Every week it seems, a bureaucrat, a technocrat, or a lawmaking body somewhere does something or says something so boneheaded or frightening that it makes me think, “Yep—gotta have an escape hatch.”
Two popped up in my newsfeed last week:
- Texas has passed a law that will essentially deputize ordinary citizens—including people who live outside of Texas—to sue abortion clinics in the state. (Note: This dispatch has precisely zero to do with the third rail that is the abortion debate.)
- The general manager at the Bank of International Settlements, the central bank for the world’s central bankers, said this: “We don’t know who’s using a $100 bill today [but] with the [forthcoming digital currencies] the central bank will have absolute control…”
Those scare me because they say privacy and liberty are increasingly unimportant tenets of 21st century society.
Let’s start in Texas…
Under the new law, ordinary citizens who identify and successfully sue an abortion clinic over an “illegal” abortion (defined under the new law as any abortion after a doctor detects a fetal heartbeat, usually at about six weeks of pregnancy) will be awarded at least $10,000.

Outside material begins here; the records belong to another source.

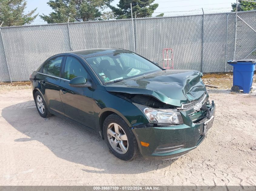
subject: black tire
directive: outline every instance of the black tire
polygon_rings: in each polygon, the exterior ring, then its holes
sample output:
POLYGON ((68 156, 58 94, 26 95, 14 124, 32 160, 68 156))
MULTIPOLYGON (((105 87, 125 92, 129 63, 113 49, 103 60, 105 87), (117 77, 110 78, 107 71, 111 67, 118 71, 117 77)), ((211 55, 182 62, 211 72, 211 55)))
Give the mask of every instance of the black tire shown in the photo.
POLYGON ((138 145, 135 136, 131 128, 128 126, 125 120, 117 114, 111 114, 105 119, 103 124, 103 133, 104 139, 110 152, 118 158, 124 161, 128 161, 133 159, 137 155, 138 145), (127 151, 124 154, 118 153, 110 145, 108 138, 108 134, 107 133, 107 130, 109 125, 112 123, 117 123, 121 127, 127 136, 128 146, 127 151))
POLYGON ((35 92, 35 97, 34 97, 34 100, 35 100, 35 106, 36 107, 36 109, 37 109, 37 111, 38 112, 38 113, 39 113, 41 117, 44 118, 47 118, 49 117, 52 115, 52 114, 50 113, 49 110, 48 109, 47 106, 45 104, 45 102, 44 98, 43 98, 43 96, 42 94, 38 91, 37 91, 35 92), (44 111, 43 113, 42 113, 39 110, 39 108, 38 108, 38 106, 37 102, 36 99, 37 98, 38 96, 39 96, 42 99, 42 101, 43 103, 44 106, 44 111))

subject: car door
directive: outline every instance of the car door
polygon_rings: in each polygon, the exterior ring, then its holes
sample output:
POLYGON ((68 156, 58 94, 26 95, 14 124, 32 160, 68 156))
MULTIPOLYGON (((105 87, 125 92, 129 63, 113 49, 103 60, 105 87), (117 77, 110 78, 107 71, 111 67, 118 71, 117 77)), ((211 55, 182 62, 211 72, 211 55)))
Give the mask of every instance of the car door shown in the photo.
POLYGON ((64 57, 59 56, 51 59, 43 65, 41 72, 38 72, 41 91, 49 108, 63 115, 62 106, 59 85, 60 82, 60 71, 64 57))
POLYGON ((94 118, 94 89, 90 88, 71 87, 68 84, 70 81, 76 77, 83 76, 87 81, 91 81, 91 77, 80 62, 74 57, 67 56, 63 65, 60 92, 65 116, 95 129, 92 125, 94 118))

Like I said at the outset, this has nothing to do with the abortion debate itself—I’m not weighing in on that. Instead, this has everything to do with the mechanism Texas has chosen to enforce its law.
Setting average Americans loose to monitor, track, and report activities that one faction of government doesn’t like reeks of an Orwellian, post-war East Germany, where neighbors spied on neighbors, then reported back to government and police.

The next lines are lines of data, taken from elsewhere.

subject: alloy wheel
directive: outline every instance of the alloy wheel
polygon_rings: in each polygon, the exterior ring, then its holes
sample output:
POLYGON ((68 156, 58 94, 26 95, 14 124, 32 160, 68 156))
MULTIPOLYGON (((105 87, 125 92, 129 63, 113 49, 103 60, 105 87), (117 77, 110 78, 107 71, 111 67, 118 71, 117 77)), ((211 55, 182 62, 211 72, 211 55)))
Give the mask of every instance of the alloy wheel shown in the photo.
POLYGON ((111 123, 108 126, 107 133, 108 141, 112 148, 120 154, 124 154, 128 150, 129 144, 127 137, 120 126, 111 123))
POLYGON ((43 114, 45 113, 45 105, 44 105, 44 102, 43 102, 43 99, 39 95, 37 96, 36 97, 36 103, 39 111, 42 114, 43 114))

In a country that prides itself on freedom and liberty, deputizing vigilantes to pursue a personal or religious (or even anti-religious) agenda against their opponents is the beginning of the end.
What if this ill-fitting shoe were on the other foot?

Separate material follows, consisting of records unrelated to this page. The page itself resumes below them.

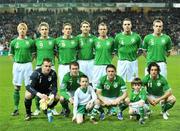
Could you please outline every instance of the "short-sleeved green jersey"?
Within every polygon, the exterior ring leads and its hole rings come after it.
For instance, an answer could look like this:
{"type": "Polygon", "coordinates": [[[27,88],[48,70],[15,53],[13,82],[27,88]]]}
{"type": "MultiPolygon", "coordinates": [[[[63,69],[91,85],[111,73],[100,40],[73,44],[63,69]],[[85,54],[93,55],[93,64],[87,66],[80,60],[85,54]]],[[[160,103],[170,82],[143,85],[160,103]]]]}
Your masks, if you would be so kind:
{"type": "Polygon", "coordinates": [[[50,58],[52,60],[52,64],[54,65],[55,59],[55,40],[51,37],[47,39],[36,39],[36,65],[40,66],[43,63],[44,58],[50,58]]]}
{"type": "Polygon", "coordinates": [[[91,34],[89,34],[87,37],[83,36],[83,34],[79,34],[77,36],[79,60],[94,59],[94,40],[95,36],[91,34]]]}
{"type": "Polygon", "coordinates": [[[80,85],[79,80],[80,77],[84,75],[79,71],[78,76],[72,76],[70,72],[66,73],[63,77],[62,84],[60,86],[60,94],[66,99],[69,99],[70,96],[68,94],[69,91],[75,91],[80,85]]]}
{"type": "Polygon", "coordinates": [[[119,60],[134,61],[137,59],[137,51],[142,47],[140,35],[119,33],[115,37],[115,49],[118,52],[119,60]]]}
{"type": "Polygon", "coordinates": [[[162,96],[167,90],[171,89],[166,78],[160,74],[155,80],[148,74],[143,78],[142,82],[143,86],[147,88],[147,92],[150,95],[162,96]]]}
{"type": "Polygon", "coordinates": [[[106,39],[95,39],[95,65],[111,64],[114,51],[114,40],[112,37],[106,39]]]}
{"type": "Polygon", "coordinates": [[[137,102],[140,100],[147,100],[147,92],[144,87],[141,87],[139,92],[136,92],[134,89],[131,91],[130,102],[137,102]]]}
{"type": "Polygon", "coordinates": [[[56,39],[58,48],[59,64],[69,64],[77,61],[78,43],[75,37],[71,36],[69,39],[64,39],[63,36],[56,39]]]}
{"type": "Polygon", "coordinates": [[[166,62],[167,52],[172,48],[172,41],[168,35],[154,36],[149,34],[143,41],[143,49],[147,52],[147,65],[151,62],[166,62]]]}
{"type": "Polygon", "coordinates": [[[10,43],[9,54],[13,55],[14,62],[27,63],[32,62],[32,53],[34,53],[35,46],[32,39],[25,37],[25,39],[16,38],[10,43]]]}
{"type": "Polygon", "coordinates": [[[107,75],[101,77],[96,88],[102,90],[102,96],[110,98],[119,97],[127,90],[125,81],[118,75],[112,82],[108,80],[107,75]]]}

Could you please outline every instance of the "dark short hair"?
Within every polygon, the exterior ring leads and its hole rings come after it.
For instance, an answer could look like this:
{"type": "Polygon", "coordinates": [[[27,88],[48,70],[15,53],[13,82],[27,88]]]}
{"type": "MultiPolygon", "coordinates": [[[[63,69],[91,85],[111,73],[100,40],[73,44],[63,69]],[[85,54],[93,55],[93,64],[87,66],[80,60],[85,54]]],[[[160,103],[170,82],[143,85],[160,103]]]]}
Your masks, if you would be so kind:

What if a state like, say, California or Massachusetts deputized citizens and paid them $10,000 per victory to uphold America’s “separation of church and state” clause by suing public schools that invoke a morning prayer, or by suing churches that send out missionaries to evangelize on public streets? Would that be OK?
It becomes a very slippery slope very quickly—a slope that can only end in rancor as both sides seek to reshape laws to fit their view of what they think America should become.
That’s precisely why countries all over the world and all across history have split apart. Neither side respects the other, and ultimately cannot tolerate the other having any say in “their” country.
Then comes the geographic cleaving.
On to the Bank of International Settlements, or BIS…
This is something I have warned about over the past year as the move quickens toward central bank digital currencies, aka CBDCs. China is the farthest along among major countries in actually releasing a CBDC—the digital yuan—for broad use. But scads of countries are looking at this. The U.S., Singapore, New Zealand, the U.K., the eurozone, many others.
These CBDCs are our sovereign currencies like the dollar, euro, yen, or whatever, but they will exist only as bits and bytes on the blockchain, just like cryptocurrencies such as bitcoin or Ethereum. In the future, these currencies will replace the paper money in our pockets and this has major implications for our privacy.
For all the good that cryptocurrencies offer, their big flaw is that the blockchain is just one ginormous whiteboard with everything that ever happens written onto it.
Just recently, for instance, billionaire crypto advocate Mark Cuban posted a tweet about a non-fungible token, a type of crypto known as an NFT. The tweet included the token’s blockchain address, and a resourceful TikToker was able to backtrack all the way to Cuban’s wallet to see exactly what crypto he was holding.
In the era of digital currencies, government eyes will have purview over every single penny we earn and exactly where we spend our money.
Centralized financial surveillance is going to be a big problem.
Physical money is a private affair. Government has no business knowing what I buy and where I buy it. And, early on in the transition to digital currencies, you might see government grudgingly acknowledge that by allowing us to convert digital dollars into physical cash and go about our life with a degree of privacy.
But at some point, physical cash goes bye-bye. The outward rationale will be saving the $1.1 billion annual cost of printing coins and notes. The behind-the-curtain rationale, however, will be the Wizard’s lust for knowing who is spending what in his kingdom, and where they’re spending it.
Frankly, this is why I have my own escape hatch—my own Plan B—in mind. It’s part of the reason I own physical gold and silver. Government will never be able to stop the trade in that, even if the trade must happen on the DL.
Same with crypto.
To fully cut off the cryptoconomy, governments acting in concert worldwide would have to shut off the internet, and that’s not going to happen. It would not only destroy the global economy so dependent on the internet, it would negate the government’s own CBDCs.
Chaos would ensue.
So crypto will only grow stronger and more relevant in an Orwellian society where Big Brother has come to life, and he knows you’ve subscribed to Netflix and you’re probably watching Sex/Life!
When it comes to government overreach, history has proven that necessity is the mother of circumvention.
I hope you think about these things because they are not inconsequential.
They will have very real impacts on society and each of us as individuals.